Rejected paraphrase renters could not audit line by line.

Semantic topic labels

Navigation via recurring themes; counts signal prioritization.

Topic-first discovery

Filter before read depth—in-topic search second.

Integrated into Reviews

One tab, one model—desktop and mobile parity for ops and analytics.

Solution

V1: filter states inside Reviews—labeled topics, active chips, in-topic search, reset—plus desktop visibility for pipeline-driven topics.

Before

  • Newest-first feed; no cross-review themes
  • Search only when renters knew the keyword
  • Shallow scroll; early exit on dense pages

After

  • Topic row establishes hierarchy above cards
  • One tap to themed subset with visible count
  • In-topic search + reset within Reviews

Desktop Reviews & topic visibility

Desktop set the production pattern: pipeline topics, sort unchanged, disclosure before interaction. Ops could monitor recurring themes without per-review manual tagging at launch.

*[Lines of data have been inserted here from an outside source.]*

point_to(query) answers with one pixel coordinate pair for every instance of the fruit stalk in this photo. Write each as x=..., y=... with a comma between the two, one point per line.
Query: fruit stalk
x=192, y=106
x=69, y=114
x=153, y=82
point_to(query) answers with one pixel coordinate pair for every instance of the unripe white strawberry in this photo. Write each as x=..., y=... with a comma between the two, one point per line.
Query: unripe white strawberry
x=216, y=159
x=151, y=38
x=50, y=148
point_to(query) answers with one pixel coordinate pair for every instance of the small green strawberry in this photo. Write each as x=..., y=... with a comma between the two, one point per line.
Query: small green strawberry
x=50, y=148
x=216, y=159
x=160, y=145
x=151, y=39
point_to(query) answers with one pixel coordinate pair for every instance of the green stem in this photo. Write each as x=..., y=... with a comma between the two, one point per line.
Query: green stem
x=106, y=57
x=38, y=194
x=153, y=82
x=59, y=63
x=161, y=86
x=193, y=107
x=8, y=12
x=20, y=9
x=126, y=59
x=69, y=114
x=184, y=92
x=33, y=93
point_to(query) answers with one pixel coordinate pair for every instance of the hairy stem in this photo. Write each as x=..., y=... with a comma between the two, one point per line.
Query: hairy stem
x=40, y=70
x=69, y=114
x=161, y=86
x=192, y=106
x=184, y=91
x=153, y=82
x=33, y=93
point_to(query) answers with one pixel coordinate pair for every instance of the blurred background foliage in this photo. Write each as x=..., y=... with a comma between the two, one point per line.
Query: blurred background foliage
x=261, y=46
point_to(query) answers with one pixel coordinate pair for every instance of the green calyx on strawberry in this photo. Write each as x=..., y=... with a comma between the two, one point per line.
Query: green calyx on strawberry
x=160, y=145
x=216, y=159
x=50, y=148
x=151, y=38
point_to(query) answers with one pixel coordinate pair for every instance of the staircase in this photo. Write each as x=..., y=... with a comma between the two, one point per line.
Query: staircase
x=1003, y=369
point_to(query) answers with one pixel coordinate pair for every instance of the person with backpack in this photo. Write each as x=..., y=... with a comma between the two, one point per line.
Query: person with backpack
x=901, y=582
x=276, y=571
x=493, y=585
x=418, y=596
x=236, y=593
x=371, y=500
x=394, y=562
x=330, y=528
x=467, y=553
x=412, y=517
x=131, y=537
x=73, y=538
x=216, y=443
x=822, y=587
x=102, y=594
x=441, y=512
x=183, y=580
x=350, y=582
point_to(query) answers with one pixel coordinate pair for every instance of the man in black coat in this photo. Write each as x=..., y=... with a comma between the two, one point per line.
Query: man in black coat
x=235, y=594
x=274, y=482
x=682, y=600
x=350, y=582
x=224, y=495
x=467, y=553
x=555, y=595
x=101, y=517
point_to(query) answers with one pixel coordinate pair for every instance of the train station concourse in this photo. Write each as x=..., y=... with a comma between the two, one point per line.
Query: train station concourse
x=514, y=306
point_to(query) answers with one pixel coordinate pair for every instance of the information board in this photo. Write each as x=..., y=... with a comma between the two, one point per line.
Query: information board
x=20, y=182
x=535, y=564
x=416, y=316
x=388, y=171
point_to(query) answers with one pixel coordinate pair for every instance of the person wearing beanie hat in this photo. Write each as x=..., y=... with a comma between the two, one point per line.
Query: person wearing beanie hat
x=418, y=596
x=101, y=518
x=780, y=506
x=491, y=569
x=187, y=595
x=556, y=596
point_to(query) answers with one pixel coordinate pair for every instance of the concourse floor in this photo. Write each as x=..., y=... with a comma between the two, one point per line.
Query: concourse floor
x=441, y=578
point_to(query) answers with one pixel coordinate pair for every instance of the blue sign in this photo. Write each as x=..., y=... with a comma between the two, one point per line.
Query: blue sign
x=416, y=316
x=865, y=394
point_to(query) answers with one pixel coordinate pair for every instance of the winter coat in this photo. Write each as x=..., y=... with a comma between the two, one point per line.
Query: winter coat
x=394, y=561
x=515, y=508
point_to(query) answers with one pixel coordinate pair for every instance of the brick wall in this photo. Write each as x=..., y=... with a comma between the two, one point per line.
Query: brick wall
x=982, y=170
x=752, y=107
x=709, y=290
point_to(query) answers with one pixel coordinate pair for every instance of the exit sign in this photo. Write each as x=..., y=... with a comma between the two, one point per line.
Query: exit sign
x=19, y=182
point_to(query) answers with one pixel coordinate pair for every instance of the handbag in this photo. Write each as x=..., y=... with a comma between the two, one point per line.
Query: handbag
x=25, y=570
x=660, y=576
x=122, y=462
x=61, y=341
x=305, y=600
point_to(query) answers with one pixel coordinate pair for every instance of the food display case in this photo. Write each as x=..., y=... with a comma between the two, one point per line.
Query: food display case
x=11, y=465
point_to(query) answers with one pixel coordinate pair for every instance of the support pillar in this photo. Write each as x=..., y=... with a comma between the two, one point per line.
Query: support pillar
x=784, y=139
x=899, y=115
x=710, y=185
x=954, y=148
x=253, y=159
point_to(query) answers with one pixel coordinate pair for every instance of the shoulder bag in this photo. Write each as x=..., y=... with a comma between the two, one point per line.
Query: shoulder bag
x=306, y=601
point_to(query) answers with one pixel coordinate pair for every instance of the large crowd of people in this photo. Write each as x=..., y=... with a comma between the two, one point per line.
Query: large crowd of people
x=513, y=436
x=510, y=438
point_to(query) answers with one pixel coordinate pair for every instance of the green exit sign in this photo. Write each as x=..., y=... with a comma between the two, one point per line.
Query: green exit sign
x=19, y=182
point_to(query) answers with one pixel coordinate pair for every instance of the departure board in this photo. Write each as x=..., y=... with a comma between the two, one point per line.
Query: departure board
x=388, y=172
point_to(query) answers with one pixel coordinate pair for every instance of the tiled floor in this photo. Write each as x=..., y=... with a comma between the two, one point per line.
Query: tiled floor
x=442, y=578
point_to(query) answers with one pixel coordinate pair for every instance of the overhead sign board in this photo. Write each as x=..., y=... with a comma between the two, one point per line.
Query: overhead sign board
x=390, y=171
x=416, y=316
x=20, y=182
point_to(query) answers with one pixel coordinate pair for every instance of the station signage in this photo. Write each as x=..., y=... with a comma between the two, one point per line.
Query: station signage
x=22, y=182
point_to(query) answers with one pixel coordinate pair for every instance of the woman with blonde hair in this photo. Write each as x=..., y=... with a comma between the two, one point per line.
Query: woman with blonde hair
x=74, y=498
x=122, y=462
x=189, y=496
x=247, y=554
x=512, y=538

Desktop Reviews experience with trending topics and disclosure
Topics and disclosure sit in the existing tab hierarchy—no separate AI surface.

Topic labels as entry points

Active chip and count state made the current filter obvious. Renters validated labels by reading filtered cards—not by trusting label text alone.

Mobile topic filter with active chip and count
Counts support prioritization; cards below remain the proof point.

In-topic search & recovery

Search applied only after a topic was selected—matching how renters refined, not started, discovery in research.

Mobile in-topic keyword search
Search refines within a topic; reset returns to the full feed.

Mobile parity

Same hierarchy on mobile: topics → filter → cards. Filter state, sort, and disclosure shipped as one model—no forked mobile feature.

Impact

Post-launch we tracked Reviews tab behavior and moderated follow-ups—not generic “AI engagement.” Outcomes below reflect operational signals the team could observe.

Topic module interaction

Increased taps on trending topic chips vs. pre-launch baseline on high-volume property pages (analytics).

Less scroll-before-filter

In follow-up usability sessions, renters reached a themed review set in fewer interactions than unfiltered browse.

Trust signals intact

No change to Verified review placement; disclosure remained on first paint through launch QA.

Ops-ready labeling

Pipeline-driven topics reduced manual theme tracking in partner demos and support walkthroughs.

Reflection

The balance was AI-assisted discovery, clear content hierarchy, and business visibility into recurring themes—without letting the model speak for residents. Prioritization had to be honest (counts renters could verify), trust had to stay in the cards, and the business needed a system that scaled across properties. The strategic call was shipping navigation, not narration.